Guardona e in vaga ricerca di discontinuità, questa nostra società, fiaccata da una crisi perdurante, e divenuta “sciapa e malcontenta”, ha intanto, in qualche modo, esorcizzato il baratro minacciato, esprimendo una forza di sopravvivenza tenace, ma tutta dilatata in orizzontale, alla ricerca di unaconnettività sociale atta a supportare, in lontananza dallo stato, un po’ di residuo fervore che si esprime in forme di solidarietà locale, di appello allo scheletro contadino, di fermento debole magari generato da soggettualità emergenti (le donne? gli immigrati?).
Non so se questa sintesi estrema è in grado di trasmettere il senso del nuovo rapporto Censis (come al solito, da leggere per intero e consultare nel tempo), quest’anno forse, nel fondo, meno spietato che negli anni scorsi, come forse esige la già pietosa situazione del paese.
In questa sconfortante cornice sociale, la politica continua a collezionare drammatiche sconfitte, delle quali talora non sembra nemmeno percepire la gravità: nel giro di pochi mesi due episodi istituzionali (fra gli altri) hanno certificato un duplice, pericoloso scacco. Il primo: dove la politica ha fallito (l’abbattimento del “tiranno”), ha fatto centro la magistratura, con la nota sentenza del 1° agosto; e, come, con incongrua solennità, dicono a sinistra, alle 17,43 del 27 novembre 2013, la politica ha seguito, fra incredibili contorsioni. Il secondo: dove la politica ha fallito (l’indilazionabile cambiamento – così dicevano in coro i nostri politici  sette/otto mesi fa – della odiosa legge elettorale) ha fatto centro la Corte Costituzionale. E la politica, forse, seguirà: tutti i politici, in coro, come parlando di altrui inadempienze, ripetono “ora non ci sono più alibi”. Intanto il Senato e la Camera si scontrano sull’assegnazione della riforma elettorale.
Qui non si tratta di coltivare pulsioni populiste (che mi sono estranee per natura, cultura e gusto): ma è certo che non è possibile perpetuare l’equivoco di una società governata da chi dovrebbe giudicare e giudicata, solo con parole e con parole da talk show, da chi dovrebbe governarla. Né si tratta di aggiungere rilievi alle tante, possibili critiche alla magistratura, che, nelle due fattispecie, ha fatto solo ciò che era dovere facesse, sia pure in tempi che altrove sarebbero inconcepibili (stiamo votando col “Porcellum” da diversi anni). Qui è in questione non so se la legittimità ma certamente la capacità di questa classe politica a governare un paese che ne ha immenso bisogno.

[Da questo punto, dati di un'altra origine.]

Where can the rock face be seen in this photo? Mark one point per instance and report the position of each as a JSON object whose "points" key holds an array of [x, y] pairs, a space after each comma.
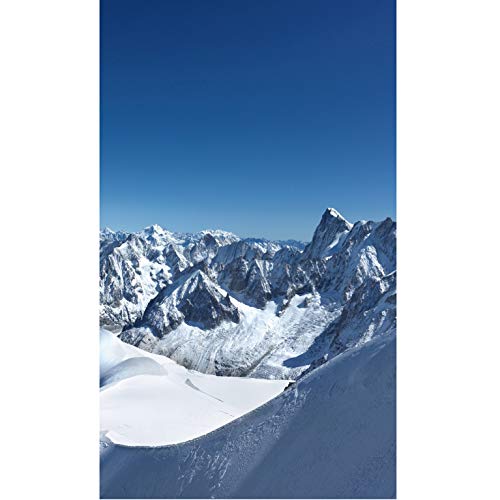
{"points": [[220, 304], [195, 300]]}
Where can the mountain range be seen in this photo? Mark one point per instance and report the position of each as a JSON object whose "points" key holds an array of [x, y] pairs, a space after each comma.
{"points": [[224, 305]]}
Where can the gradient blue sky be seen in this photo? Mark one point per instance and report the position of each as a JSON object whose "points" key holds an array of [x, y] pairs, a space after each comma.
{"points": [[247, 115]]}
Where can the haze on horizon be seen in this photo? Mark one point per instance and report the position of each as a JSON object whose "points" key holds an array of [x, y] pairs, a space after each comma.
{"points": [[248, 117]]}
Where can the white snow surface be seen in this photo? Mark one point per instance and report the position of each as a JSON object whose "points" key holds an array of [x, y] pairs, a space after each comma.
{"points": [[149, 400], [331, 435]]}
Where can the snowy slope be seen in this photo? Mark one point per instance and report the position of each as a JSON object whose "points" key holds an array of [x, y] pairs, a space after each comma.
{"points": [[147, 399], [332, 435]]}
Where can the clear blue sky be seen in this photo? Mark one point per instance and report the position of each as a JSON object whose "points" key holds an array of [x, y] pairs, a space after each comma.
{"points": [[247, 115]]}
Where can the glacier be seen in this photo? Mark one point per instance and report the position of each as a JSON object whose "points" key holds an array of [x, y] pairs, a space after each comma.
{"points": [[225, 305], [331, 435]]}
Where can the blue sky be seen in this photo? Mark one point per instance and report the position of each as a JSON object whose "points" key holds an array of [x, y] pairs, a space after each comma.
{"points": [[251, 116]]}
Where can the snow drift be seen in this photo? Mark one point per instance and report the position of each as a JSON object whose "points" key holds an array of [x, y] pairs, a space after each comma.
{"points": [[147, 399], [332, 435]]}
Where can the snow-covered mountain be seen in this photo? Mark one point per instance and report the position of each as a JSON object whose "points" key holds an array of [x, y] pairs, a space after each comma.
{"points": [[223, 305], [149, 400], [330, 435]]}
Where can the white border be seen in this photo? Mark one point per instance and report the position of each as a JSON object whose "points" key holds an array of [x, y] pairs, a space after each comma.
{"points": [[448, 137]]}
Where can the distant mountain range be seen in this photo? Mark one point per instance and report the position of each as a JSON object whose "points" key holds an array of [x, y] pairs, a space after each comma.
{"points": [[226, 305]]}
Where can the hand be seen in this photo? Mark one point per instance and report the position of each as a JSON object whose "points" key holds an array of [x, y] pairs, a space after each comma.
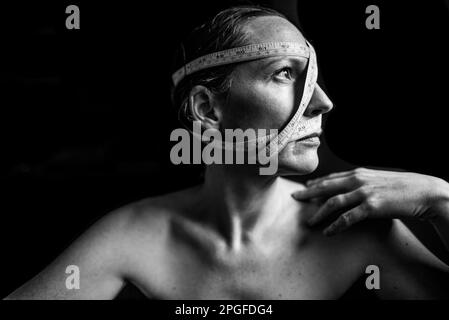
{"points": [[364, 193]]}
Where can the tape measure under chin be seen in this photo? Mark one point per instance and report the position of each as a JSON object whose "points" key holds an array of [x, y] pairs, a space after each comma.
{"points": [[253, 52]]}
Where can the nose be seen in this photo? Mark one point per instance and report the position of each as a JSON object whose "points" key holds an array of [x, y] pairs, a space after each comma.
{"points": [[319, 103]]}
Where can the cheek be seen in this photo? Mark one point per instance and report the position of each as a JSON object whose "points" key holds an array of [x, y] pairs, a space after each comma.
{"points": [[256, 105]]}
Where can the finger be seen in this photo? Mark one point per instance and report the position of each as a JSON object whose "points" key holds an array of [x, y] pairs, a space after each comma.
{"points": [[326, 189], [336, 203], [346, 220]]}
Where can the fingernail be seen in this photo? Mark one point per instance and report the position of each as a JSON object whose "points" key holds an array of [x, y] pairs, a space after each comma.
{"points": [[296, 194], [311, 222]]}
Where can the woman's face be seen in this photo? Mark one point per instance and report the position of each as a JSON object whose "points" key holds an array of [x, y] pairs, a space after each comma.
{"points": [[265, 93]]}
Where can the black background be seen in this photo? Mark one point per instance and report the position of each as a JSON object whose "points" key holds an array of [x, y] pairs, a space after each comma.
{"points": [[86, 115]]}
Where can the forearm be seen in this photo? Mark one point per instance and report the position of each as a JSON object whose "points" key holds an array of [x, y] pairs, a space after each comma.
{"points": [[441, 225], [440, 220]]}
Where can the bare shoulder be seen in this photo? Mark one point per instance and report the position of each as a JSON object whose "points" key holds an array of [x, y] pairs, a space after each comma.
{"points": [[105, 254]]}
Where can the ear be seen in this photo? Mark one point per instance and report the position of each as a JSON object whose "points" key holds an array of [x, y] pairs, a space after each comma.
{"points": [[203, 106]]}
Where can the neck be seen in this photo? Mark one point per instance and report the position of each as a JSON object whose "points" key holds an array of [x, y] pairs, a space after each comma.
{"points": [[239, 202]]}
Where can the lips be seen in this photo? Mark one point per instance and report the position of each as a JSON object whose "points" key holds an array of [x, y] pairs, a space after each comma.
{"points": [[309, 136]]}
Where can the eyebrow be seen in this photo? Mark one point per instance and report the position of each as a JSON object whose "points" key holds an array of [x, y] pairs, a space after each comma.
{"points": [[267, 62]]}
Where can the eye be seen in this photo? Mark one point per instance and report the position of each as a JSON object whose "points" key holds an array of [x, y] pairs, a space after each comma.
{"points": [[284, 73]]}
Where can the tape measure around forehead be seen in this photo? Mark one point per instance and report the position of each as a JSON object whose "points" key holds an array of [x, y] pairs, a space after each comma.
{"points": [[276, 142], [240, 54]]}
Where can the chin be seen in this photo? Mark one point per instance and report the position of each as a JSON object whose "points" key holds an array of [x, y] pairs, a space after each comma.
{"points": [[297, 163]]}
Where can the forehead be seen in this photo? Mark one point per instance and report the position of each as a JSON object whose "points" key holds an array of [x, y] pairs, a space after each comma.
{"points": [[272, 29]]}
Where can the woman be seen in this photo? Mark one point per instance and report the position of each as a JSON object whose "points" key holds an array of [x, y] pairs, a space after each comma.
{"points": [[242, 235]]}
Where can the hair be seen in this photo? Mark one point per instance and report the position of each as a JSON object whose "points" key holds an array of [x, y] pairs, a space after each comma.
{"points": [[225, 30]]}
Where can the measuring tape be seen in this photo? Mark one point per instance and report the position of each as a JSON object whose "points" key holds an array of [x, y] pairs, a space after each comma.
{"points": [[275, 142]]}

Non so che cosa c’è dietro l’angolo che, con la fine dell’anno, ci apprestiamo a svoltare; è certo che non possiamo vivere, senza correre gravissimi pericoli, un 2014 nella stessa condizione paralitica e sfibrata che ha caratterizzato il 2013, con buona pace del “semestre europeo”. Aspettiamo pure le famose primarie del PD con le novità che confusamente promettono di innescare; aspettiamo pure la verifica di governo della prossima settimana con gli impulsi che promette di imprimere. Ma, da entrambi gli eventi, dobbiamo aspettarci coseveramente nuove e azioni immediate. Altrimenti è meglio deporre ogni speranza che il sale per fermentare la società sciapa possa venire da un governo, che lo stato continui ad avere un posto (quello giusto) nelle aspettative dei cittadini, che si arresti la frana del malcontento.
Sarà pur vero, come dice il Censis, “che questa società, se lasciata al suo respiro spontaneo, produce frutti più positivi di quanto pensino un’opinione pubblica impaurita e una leadership politica ed amministrativa forse altrettanto impaurita, ma propensa a misurarsi sul controllo della capacità polmonare di un sistema che ha bisogno (e voglia) di respirare, di tornare a respirare”; ma di uno stato, auspicabilmente meno statalista e meno burocratico, abbiamo pur sempre bisogno; e non so che cosa ne resterebbe se la sua governance si mostrasse così incapace da dover, gli italiani, solo far conto sul loro scheletro contadino.